Jake's head jerked up as a silhouette inserted itself between him and the sunset.

“Odd man out?”

*   *   *

Tess felt Ross's eyes on her back, but she couldn't bring herself to speak to him. She wanted to apologize for what Jake had done, but the words felt insincere on her tongue. She was
grateful
for what Jake had done.

She heard the tarp crinkle and then felt hands at her waist, lifting her, turning her. He pulled her close, cradling her in his arms, his nose nuzzling hers. His lips lowered, softly caressing.

She sighed against his mouth, relieved and bewildered. Her fingertips pressed into his chest. Ross traced the line of her shoulder until his hand came to rest gently against her throat, where her pulse hammered. He circled the spot with the tip of one finger, and she shivered in his arms.

He parted her lips, and she let her head fall back. He bent over her, tongue pulsing and probing against hers, driving her body into spasms of longing. His hand glided up and cradled her cheek, tongue withdrawing just enough to trace her lips. No one kissed like Ross. No one.

“Tess,” he murmured, drawing back to look into her eyes. His thumb brushed her cheek and one corner of her lips. “I'm not very good at this.”

“Oh you are,” she murmured. “Better than anyone.”

The corners of his lips lifted. “Is that why you put up with me?”

She traced the curve of his breast with the pads of her fingers. “That, plus you have the most beautiful chest I've ever seen.”

His smile deepened. “Oh yeah?”

“Oh yeah.”

His arm tightened around her, and she snuggled closer, cheek against chest. He smoothed a strand of hair back from her face.
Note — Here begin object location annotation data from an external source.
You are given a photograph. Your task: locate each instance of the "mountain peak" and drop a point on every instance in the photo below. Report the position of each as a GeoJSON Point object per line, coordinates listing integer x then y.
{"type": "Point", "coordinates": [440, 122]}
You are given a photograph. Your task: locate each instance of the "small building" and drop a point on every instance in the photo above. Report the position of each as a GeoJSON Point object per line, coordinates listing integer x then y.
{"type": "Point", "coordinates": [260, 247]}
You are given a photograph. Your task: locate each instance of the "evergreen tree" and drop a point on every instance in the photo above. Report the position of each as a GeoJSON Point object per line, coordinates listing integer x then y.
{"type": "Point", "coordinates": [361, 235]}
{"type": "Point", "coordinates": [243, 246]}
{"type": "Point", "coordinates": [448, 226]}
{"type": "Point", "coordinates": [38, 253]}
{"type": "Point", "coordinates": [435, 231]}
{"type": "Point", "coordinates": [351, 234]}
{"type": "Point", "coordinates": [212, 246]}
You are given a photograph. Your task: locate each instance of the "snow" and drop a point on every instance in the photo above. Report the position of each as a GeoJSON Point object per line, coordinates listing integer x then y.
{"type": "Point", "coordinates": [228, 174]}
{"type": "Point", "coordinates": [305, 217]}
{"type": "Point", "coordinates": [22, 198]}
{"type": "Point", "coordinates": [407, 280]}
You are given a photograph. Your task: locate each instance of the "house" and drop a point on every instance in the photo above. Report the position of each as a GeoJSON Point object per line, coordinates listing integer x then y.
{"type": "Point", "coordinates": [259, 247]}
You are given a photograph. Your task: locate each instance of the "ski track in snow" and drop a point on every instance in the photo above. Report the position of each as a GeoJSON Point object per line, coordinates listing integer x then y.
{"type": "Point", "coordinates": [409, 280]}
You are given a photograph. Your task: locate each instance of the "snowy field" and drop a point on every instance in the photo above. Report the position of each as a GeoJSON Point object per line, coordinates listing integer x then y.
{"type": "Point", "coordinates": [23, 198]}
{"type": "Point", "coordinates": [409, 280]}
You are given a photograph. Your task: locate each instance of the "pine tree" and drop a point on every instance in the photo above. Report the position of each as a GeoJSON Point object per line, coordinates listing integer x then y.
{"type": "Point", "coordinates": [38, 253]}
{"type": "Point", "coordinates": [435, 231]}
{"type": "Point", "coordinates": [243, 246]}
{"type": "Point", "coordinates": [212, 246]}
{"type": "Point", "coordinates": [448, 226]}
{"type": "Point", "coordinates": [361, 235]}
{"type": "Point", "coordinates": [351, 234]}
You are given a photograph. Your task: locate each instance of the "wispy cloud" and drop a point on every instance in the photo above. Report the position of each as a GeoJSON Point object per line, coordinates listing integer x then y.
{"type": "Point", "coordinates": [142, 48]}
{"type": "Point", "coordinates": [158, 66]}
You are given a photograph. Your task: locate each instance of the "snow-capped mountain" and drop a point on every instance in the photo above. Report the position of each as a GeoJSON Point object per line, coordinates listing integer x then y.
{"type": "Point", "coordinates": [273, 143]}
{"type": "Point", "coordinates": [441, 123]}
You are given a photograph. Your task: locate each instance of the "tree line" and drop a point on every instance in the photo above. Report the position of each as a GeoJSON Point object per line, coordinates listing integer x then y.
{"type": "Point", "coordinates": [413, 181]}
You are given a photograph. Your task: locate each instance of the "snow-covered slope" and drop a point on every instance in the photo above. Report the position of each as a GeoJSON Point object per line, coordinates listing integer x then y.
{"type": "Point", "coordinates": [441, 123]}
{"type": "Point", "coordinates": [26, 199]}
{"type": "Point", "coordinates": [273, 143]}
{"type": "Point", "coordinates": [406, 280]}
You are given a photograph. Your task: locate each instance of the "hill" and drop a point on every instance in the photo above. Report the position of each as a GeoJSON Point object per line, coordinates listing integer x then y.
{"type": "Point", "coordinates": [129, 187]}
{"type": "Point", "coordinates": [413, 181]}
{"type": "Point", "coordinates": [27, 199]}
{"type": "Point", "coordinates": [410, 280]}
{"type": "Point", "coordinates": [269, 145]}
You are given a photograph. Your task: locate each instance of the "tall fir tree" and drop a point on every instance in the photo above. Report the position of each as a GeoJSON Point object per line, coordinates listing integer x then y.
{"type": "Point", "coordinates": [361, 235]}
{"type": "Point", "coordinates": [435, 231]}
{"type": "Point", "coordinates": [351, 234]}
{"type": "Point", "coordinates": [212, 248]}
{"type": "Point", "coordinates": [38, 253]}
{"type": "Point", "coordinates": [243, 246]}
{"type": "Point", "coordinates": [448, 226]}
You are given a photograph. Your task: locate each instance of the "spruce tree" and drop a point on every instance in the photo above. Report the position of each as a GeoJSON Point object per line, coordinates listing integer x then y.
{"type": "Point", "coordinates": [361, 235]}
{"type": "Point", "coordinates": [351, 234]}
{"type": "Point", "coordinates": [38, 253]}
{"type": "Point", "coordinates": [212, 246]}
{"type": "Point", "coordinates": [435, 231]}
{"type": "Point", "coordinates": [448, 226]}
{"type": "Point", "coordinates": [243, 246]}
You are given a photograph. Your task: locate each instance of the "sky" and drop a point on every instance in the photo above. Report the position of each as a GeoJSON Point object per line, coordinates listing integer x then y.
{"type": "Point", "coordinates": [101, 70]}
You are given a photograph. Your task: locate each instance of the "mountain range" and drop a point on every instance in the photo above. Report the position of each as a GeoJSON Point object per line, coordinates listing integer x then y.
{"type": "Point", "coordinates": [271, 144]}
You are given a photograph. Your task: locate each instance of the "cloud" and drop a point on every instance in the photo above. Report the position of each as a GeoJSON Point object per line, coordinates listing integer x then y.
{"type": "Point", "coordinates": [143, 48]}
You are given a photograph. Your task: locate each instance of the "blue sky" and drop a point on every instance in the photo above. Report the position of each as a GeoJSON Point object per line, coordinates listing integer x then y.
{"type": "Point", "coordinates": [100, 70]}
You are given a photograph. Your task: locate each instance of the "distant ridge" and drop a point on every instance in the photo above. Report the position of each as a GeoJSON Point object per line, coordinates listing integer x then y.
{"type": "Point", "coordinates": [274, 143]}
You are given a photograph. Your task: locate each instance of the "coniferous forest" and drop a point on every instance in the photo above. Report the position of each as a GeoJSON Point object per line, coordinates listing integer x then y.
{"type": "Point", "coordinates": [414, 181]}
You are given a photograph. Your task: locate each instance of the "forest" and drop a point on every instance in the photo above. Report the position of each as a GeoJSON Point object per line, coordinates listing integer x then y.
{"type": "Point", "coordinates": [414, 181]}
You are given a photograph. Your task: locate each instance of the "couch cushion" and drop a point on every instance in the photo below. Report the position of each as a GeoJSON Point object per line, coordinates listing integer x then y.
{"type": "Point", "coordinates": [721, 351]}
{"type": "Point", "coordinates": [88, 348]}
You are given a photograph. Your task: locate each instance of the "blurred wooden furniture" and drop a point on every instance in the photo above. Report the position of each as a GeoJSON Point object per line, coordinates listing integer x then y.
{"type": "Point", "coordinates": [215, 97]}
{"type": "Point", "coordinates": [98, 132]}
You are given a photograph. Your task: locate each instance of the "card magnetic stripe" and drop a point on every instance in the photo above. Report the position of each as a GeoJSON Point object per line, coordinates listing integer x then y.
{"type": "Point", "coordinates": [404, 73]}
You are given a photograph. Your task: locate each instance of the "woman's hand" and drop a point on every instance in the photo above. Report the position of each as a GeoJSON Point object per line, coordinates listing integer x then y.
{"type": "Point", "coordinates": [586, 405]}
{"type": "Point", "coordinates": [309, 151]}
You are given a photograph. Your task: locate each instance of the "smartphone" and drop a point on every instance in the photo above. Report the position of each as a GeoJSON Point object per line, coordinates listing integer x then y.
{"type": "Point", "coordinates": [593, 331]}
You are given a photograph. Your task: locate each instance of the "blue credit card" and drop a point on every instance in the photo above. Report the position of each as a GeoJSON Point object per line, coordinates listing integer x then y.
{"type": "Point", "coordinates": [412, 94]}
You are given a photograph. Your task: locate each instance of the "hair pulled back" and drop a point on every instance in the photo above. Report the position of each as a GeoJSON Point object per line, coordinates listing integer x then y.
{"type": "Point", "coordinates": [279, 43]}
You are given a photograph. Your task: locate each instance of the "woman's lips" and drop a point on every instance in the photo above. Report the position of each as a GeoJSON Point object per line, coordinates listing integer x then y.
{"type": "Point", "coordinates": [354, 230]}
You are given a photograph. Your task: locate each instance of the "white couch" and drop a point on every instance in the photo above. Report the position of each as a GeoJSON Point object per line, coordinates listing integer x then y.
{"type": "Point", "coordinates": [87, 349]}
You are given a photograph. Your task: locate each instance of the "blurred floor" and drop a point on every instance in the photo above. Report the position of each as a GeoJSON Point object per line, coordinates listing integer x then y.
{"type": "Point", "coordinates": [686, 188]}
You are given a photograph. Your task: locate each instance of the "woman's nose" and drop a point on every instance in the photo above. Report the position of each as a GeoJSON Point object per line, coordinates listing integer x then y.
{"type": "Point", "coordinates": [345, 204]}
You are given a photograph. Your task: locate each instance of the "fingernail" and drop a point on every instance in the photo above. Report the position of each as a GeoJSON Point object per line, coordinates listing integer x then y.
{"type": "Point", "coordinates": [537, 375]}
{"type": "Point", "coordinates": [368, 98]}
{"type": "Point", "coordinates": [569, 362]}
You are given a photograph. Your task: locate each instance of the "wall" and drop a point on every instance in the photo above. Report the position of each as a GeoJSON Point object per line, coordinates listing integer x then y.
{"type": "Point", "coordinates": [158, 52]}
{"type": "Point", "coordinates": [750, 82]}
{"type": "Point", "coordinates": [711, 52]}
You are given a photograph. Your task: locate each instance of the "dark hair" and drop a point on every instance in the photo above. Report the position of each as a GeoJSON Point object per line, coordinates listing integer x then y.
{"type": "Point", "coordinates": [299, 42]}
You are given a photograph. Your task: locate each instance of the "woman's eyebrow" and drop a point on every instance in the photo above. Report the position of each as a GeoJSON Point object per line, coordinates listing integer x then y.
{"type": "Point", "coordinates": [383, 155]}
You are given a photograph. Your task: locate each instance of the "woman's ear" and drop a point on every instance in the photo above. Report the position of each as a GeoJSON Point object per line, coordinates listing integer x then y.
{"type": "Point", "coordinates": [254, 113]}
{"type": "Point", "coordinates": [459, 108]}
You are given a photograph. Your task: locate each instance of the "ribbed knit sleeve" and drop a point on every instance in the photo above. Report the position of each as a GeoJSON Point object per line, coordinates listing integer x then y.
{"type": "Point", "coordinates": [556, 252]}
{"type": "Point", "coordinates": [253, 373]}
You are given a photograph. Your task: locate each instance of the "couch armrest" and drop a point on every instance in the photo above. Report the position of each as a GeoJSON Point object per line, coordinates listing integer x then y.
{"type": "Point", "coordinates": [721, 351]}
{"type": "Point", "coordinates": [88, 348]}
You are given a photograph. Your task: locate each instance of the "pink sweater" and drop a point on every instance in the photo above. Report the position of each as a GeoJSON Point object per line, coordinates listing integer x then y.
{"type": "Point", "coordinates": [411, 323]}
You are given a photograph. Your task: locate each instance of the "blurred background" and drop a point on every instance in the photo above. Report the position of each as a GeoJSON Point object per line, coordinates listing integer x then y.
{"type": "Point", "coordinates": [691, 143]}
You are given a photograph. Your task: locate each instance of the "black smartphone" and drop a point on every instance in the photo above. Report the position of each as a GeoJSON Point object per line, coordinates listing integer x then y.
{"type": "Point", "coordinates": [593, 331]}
His voice dropped low, vibrating with emotion as he said, “You scare the shit out of me, do you know that?”

She swallowed, fingers gripping his upper arm and the tensed muscles there. “Why?”

His eyelids fluttered, and he looked away. “The risks you take—with Jake, with Mac.” She felt the shudder run through him. “Your past. Your scars. But mostly because when you're close to me I can't think straight—I can't make decisions. It makes me feel…”

“Out of control.”

He lifted his eyebrows in an expression of outright surprise. “You know?”

“Of course I know.”


How
do you understand me so well when I feel like I only understand you well enough to get myself into trouble?”

A quiet chuckle escaped her lips.

“Now you're laughing at me?”

“Sorry.” She chuckled again.

“I don't think you are.” He touched his prickly chin to her forehead. “It's good to see you smile.”

She reached up and cradled his jaw in her hand.

“I don't know what's going to happen to us,” he said, “but there's something else I want you to know. Maybe you know it already.”

She rubbed her fingers over the stubble on his cheek, waiting.

He closed his eyes. “The tension between us … it makes me feel sick.”

Her breath caught, and she nodded. “Me too.”

“I don't want to fight with you anymore.” His hand slid down her back, resting between her shoulder blades. “But I don't know what's going to happen when—”

There was a sudden scuffling near the doorway, and Ross's head lifted.

“Here's my favorite couple.”

Ross and Tess jumped up. “Jake!” she cried.

Mac stood in the doorway—holding a knife to Jake's throat.

“Stay where you are or he's dead.”

Two others came in behind Mac—a man and a woman, both thin and grimy and carrying crude handmade spears. They moved over to the stack of canned food Ross had salvaged and pawed through it with enthusiastic grunts.